RiskMetric’s Ted Allen writes that Republicans are unlikely to rollback Dodd-Frank, which would create even more uncertainty; more likely are efforts to defund portions of it, making implementation moot. According to Politico.com, GOP lawmakers will “significantly ramp up oversight of agencies like the Securities and Exchange Commission in the wake of Democratic financial services overhaul, which they believe gives the regulators too broad authority over markets”. Many predict gridlock in both the House and Senate, with a “steady stream of hearings attacking Dodd-Frank, partly to satisfy lobbyists and campaign donors,” CNBC reports.

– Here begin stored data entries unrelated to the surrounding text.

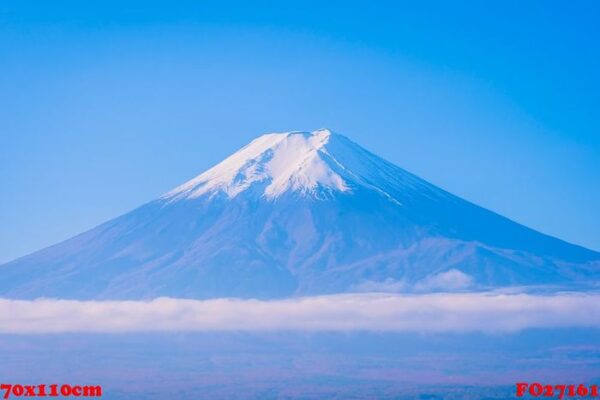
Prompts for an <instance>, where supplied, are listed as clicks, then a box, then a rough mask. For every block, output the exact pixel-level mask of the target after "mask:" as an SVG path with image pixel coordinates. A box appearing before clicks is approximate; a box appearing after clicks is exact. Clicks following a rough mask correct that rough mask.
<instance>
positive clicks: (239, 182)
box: [163, 129, 416, 201]
mask: <svg viewBox="0 0 600 400" xmlns="http://www.w3.org/2000/svg"><path fill="white" fill-rule="evenodd" d="M390 168H391V169H396V171H394V172H395V173H396V174H397V173H400V175H402V176H404V177H405V178H406V179H407V180H411V178H410V177H409V174H408V173H407V172H406V171H399V170H400V169H399V168H397V167H393V166H391V165H390V164H389V163H387V162H386V161H384V160H382V159H380V158H379V157H377V156H375V155H374V154H371V153H369V152H368V151H366V150H364V149H363V148H362V147H360V146H358V145H357V144H355V143H354V142H352V141H351V140H349V139H348V138H346V137H345V136H343V135H340V134H337V133H334V132H332V131H331V130H329V129H319V130H316V131H313V132H285V133H269V134H265V135H262V136H260V137H258V138H257V139H255V140H253V141H252V142H251V143H249V144H248V145H246V146H245V147H243V148H242V149H240V150H239V151H237V152H236V153H234V154H233V155H231V156H230V157H228V158H226V159H225V160H224V161H222V162H221V163H219V164H217V165H216V166H214V167H213V168H211V169H209V170H208V171H206V172H204V173H202V174H200V175H199V176H197V177H196V178H194V179H192V180H190V181H188V182H186V183H184V184H183V185H181V186H179V187H177V188H175V189H174V190H172V191H170V192H168V193H167V194H165V195H164V196H163V198H165V199H168V200H182V199H195V198H198V197H202V196H207V195H208V197H209V198H210V197H214V196H218V195H219V194H224V195H225V196H227V197H228V198H234V197H236V196H238V195H239V194H240V193H242V192H245V191H248V190H249V189H257V190H253V191H252V192H253V193H255V194H256V195H259V196H262V197H264V198H266V199H276V198H278V197H280V196H282V195H284V194H285V193H296V194H300V195H302V196H306V197H311V198H314V199H324V198H329V197H331V196H332V194H334V193H336V192H337V193H343V192H352V188H353V187H357V186H362V187H370V188H372V189H375V190H378V191H380V192H381V193H382V194H385V195H386V196H388V197H389V198H390V199H392V198H391V196H390V195H389V194H387V193H386V192H385V187H386V186H388V185H389V182H385V181H383V182H378V181H380V180H381V179H378V178H377V176H376V175H377V174H378V173H379V172H381V171H389V170H390ZM412 180H414V179H412ZM378 183H379V184H378ZM414 183H416V181H415V182H414ZM392 200H393V199H392ZM396 201H397V200H396Z"/></svg>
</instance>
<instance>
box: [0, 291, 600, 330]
mask: <svg viewBox="0 0 600 400" xmlns="http://www.w3.org/2000/svg"><path fill="white" fill-rule="evenodd" d="M555 327H599V328H600V295H598V294H559V295H551V296H538V295H529V294H492V293H453V294H448V293H439V294H423V295H396V294H367V293H363V294H344V295H332V296H317V297H305V298H297V299H286V300H273V301H259V300H239V299H216V300H204V301H199V300H183V299H171V298H160V299H156V300H152V301H71V300H52V299H39V300H33V301H20V300H6V299H0V333H43V332H135V331H215V330H235V331H271V330H295V331H356V330H369V331H412V332H468V331H484V332H513V331H518V330H522V329H526V328H555Z"/></svg>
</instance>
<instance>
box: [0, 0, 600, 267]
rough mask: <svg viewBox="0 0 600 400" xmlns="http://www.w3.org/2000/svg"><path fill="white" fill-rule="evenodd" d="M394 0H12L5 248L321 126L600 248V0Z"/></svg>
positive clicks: (545, 230) (132, 205)
mask: <svg viewBox="0 0 600 400" xmlns="http://www.w3.org/2000/svg"><path fill="white" fill-rule="evenodd" d="M397 3H398V2H379V3H377V4H376V5H375V4H374V3H373V2H366V1H365V2H352V1H344V2H336V1H331V2H312V1H303V2H295V3H293V4H292V3H291V2H288V4H284V2H279V3H277V2H260V1H253V2H246V3H241V2H227V1H219V2H216V1H215V2H212V1H204V2H196V1H195V2H185V1H180V2H152V1H144V2H127V1H125V2H122V1H119V2H116V1H104V2H93V3H92V2H74V1H73V2H68V1H54V2H42V1H40V2H34V1H22V2H2V3H1V4H0V88H1V90H0V123H1V125H0V182H1V184H2V192H1V196H0V262H1V261H8V260H10V259H12V258H15V257H18V256H20V255H24V254H26V253H28V252H31V251H33V250H36V249H39V248H41V247H44V246H47V245H50V244H53V243H55V242H57V241H59V240H62V239H66V238H68V237H70V236H72V235H74V234H77V233H79V232H81V231H83V230H85V229H88V228H91V227H93V226H94V225H96V224H98V223H101V222H103V221H105V220H107V219H109V218H112V217H115V216H117V215H119V214H121V213H123V212H126V211H128V210H131V209H132V208H134V207H136V206H138V205H140V204H142V203H144V202H146V201H149V200H151V199H153V198H155V197H156V196H158V195H160V194H162V193H163V192H165V191H167V190H169V189H171V188H172V187H174V186H175V185H177V184H179V183H182V182H183V181H185V180H187V179H189V178H191V177H193V176H195V175H196V174H198V173H200V172H201V171H203V170H204V169H206V168H208V167H210V166H211V165H213V164H214V163H216V162H218V161H219V160H221V159H222V158H223V157H225V156H226V155H228V154H229V153H231V152H233V151H235V150H236V149H238V148H239V147H241V146H243V145H244V144H246V143H247V142H248V141H249V140H251V139H252V138H254V137H255V136H257V135H259V134H261V133H264V132H271V131H288V130H312V129H316V128H320V127H328V128H330V129H333V130H335V131H338V132H340V133H344V134H346V135H347V136H349V137H351V138H352V139H353V140H355V141H356V142H358V143H360V144H361V145H363V146H364V147H366V148H368V149H370V150H372V151H373V152H375V153H377V154H379V155H381V156H383V157H384V158H387V159H388V160H390V161H393V162H394V163H396V164H398V165H400V166H402V167H404V168H406V169H408V170H409V171H411V172H413V173H416V174H417V175H419V176H421V177H423V178H425V179H427V180H429V181H430V182H432V183H434V184H437V185H439V186H441V187H442V188H444V189H446V190H448V191H450V192H453V193H455V194H457V195H459V196H462V197H464V198H466V199H468V200H470V201H473V202H475V203H477V204H479V205H482V206H484V207H487V208H490V209H492V210H494V211H496V212H499V213H501V214H503V215H505V216H508V217H510V218H512V219H514V220H516V221H519V222H521V223H523V224H525V225H528V226H530V227H533V228H535V229H538V230H540V231H542V232H545V233H548V234H551V235H554V236H557V237H559V238H562V239H565V240H568V241H571V242H574V243H577V244H581V245H584V246H587V247H590V248H593V249H596V250H600V212H599V211H598V210H599V206H598V204H600V117H599V115H600V113H599V112H598V106H599V105H600V78H599V76H598V71H600V46H598V41H599V39H600V28H599V25H600V24H598V23H597V22H598V21H599V20H600V6H599V5H598V3H597V2H593V1H587V2H586V1H577V2H552V1H539V2H537V1H529V2H517V1H514V2H510V1H508V2H507V1H502V2H500V1H498V2H467V1H464V2H455V3H454V4H446V3H445V2H412V3H415V4H406V5H398V4H397ZM407 3H408V2H407ZM417 3H418V4H417Z"/></svg>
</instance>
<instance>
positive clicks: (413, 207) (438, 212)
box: [0, 130, 600, 299]
mask: <svg viewBox="0 0 600 400" xmlns="http://www.w3.org/2000/svg"><path fill="white" fill-rule="evenodd" d="M599 275H600V254H599V253H596V252H593V251H591V250H587V249H584V248H582V247H578V246H574V245H571V244H568V243H566V242H563V241H560V240H558V239H555V238H552V237H549V236H546V235H543V234H541V233H538V232H536V231H533V230H531V229H528V228H526V227H524V226H522V225H519V224H517V223H515V222H512V221H510V220H508V219H506V218H504V217H501V216H499V215H497V214H495V213H493V212H490V211H488V210H485V209H482V208H480V207H477V206H475V205H473V204H471V203H469V202H466V201H464V200H461V199H459V198H458V197H456V196H453V195H451V194H449V193H447V192H445V191H443V190H441V189H439V188H437V187H435V186H433V185H431V184H429V183H427V182H425V181H423V180H421V179H420V178H418V177H416V176H414V175H412V174H410V173H408V172H407V171H405V170H403V169H401V168H399V167H397V166H395V165H393V164H391V163H389V162H387V161H385V160H383V159H381V158H379V157H377V156H376V155H374V154H372V153H370V152H368V151H366V150H365V149H363V148H362V147H360V146H358V145H357V144H355V143H354V142H352V141H350V140H349V139H347V138H346V137H344V136H341V135H337V134H334V133H332V132H330V131H328V130H319V131H315V132H312V133H307V132H292V133H284V134H268V135H263V136H261V137H259V138H257V139H256V140H254V141H253V142H251V143H250V144H249V145H247V146H245V147H244V148H242V149H241V150H239V151H238V152H236V153H235V154H233V155H232V156H230V157H229V158H227V159H226V160H224V161H223V162H221V163H220V164H218V165H216V166H215V167H213V168H211V169H209V170H208V171H206V172H204V173H203V174H201V175H199V176H198V177H196V178H194V179H192V180H191V181H189V182H187V183H185V184H183V185H181V186H179V187H177V188H175V189H174V190H172V191H170V192H168V193H166V194H165V195H164V196H162V197H161V198H159V199H157V200H155V201H152V202H150V203H148V204H146V205H144V206H142V207H140V208H138V209H136V210H134V211H132V212H130V213H128V214H125V215H123V216H121V217H118V218H116V219H114V220H112V221H109V222H107V223H105V224H102V225H100V226H98V227H96V228H94V229H92V230H90V231H88V232H85V233H83V234H81V235H79V236H76V237H74V238H72V239H69V240H67V241H65V242H62V243H59V244H57V245H55V246H52V247H50V248H47V249H44V250H41V251H39V252H37V253H34V254H32V255H29V256H26V257H23V258H20V259H18V260H15V261H13V262H10V263H8V264H5V265H3V266H0V296H4V297H13V298H35V297H40V296H46V297H61V298H78V299H91V298H114V299H122V298H131V299H138V298H152V297H157V296H173V297H190V298H211V297H223V296H236V297H258V298H272V297H281V296H291V295H305V294H318V293H336V292H345V291H352V290H408V291H411V290H420V291H428V290H447V289H466V288H483V287H501V286H509V285H547V284H550V285H566V284H580V283H586V282H590V281H595V280H598V277H599Z"/></svg>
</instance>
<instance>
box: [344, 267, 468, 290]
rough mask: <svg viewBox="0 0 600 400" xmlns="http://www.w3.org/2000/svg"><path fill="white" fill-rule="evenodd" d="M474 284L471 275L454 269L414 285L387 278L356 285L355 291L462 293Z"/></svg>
mask: <svg viewBox="0 0 600 400" xmlns="http://www.w3.org/2000/svg"><path fill="white" fill-rule="evenodd" d="M474 284H475V281H474V279H473V277H471V275H468V274H465V273H464V272H462V271H459V270H457V269H454V268H453V269H451V270H448V271H445V272H440V273H439V274H435V275H432V276H429V277H427V278H424V279H421V280H420V281H417V282H414V283H409V282H407V281H404V280H396V279H392V278H387V279H386V280H384V281H364V282H361V283H360V284H358V285H356V286H355V287H354V288H353V289H354V291H357V292H381V293H423V292H434V291H460V290H464V289H468V288H471V287H473V285H474Z"/></svg>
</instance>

While the Senate isn’t expected to change hands, the House is—which affects the leadership of the House Financial Services Committee. Current chairman Barney Frank – who’s in a stiff reelection race – is expected to hand over the gavel to the current ranking Democrat on the committee, Alabama Rep. Spencer Bachus. Frank told Politico that he was worried about Republicans cutting funding for such agencies as the Securities and Exchange Commission and the new Consumer Financial Protection Bureau, which is being organized by new White House appointee Elizabeth Warren, a staunch critic of Wall Street.
- Ending provisions for “too big to fail” that would let failing institutions dissolve, rather than propping them up with bailout money;
- Continued tinkering with Dodd-Frank provisions;
- Limiting the reach of the Consumer Financial Protection Bureau.
So what do midterm elections mean for sustainability progress? It means that individuals and institutions will have to stand up against entrenched business interests, as former Labor Secretary Robert Reich argued on Friday concerning the Tea Party. It means many of those tens of thousands who turned out for Saturday’s Rally to Restore Sanity will need to turn out again, not in Washington but through local venues and other outlets—including proxy voting. Fortunately, the current hypermedia environment, combined with pressures for greater transparency and accountability – particularly from shareholders – make participation in sustainability governance matters more accessible.
You don’t need Congress or state governments to make a difference. You need to organize. As Amy Nothoff, California advocacy director for the Natural Resources Defense Council (NRDC) told Time Magazine: “The coalition we’ve put together to fight Prop 23 is the new face of the environmental movement. This is enough to actually make a difference in the political process.”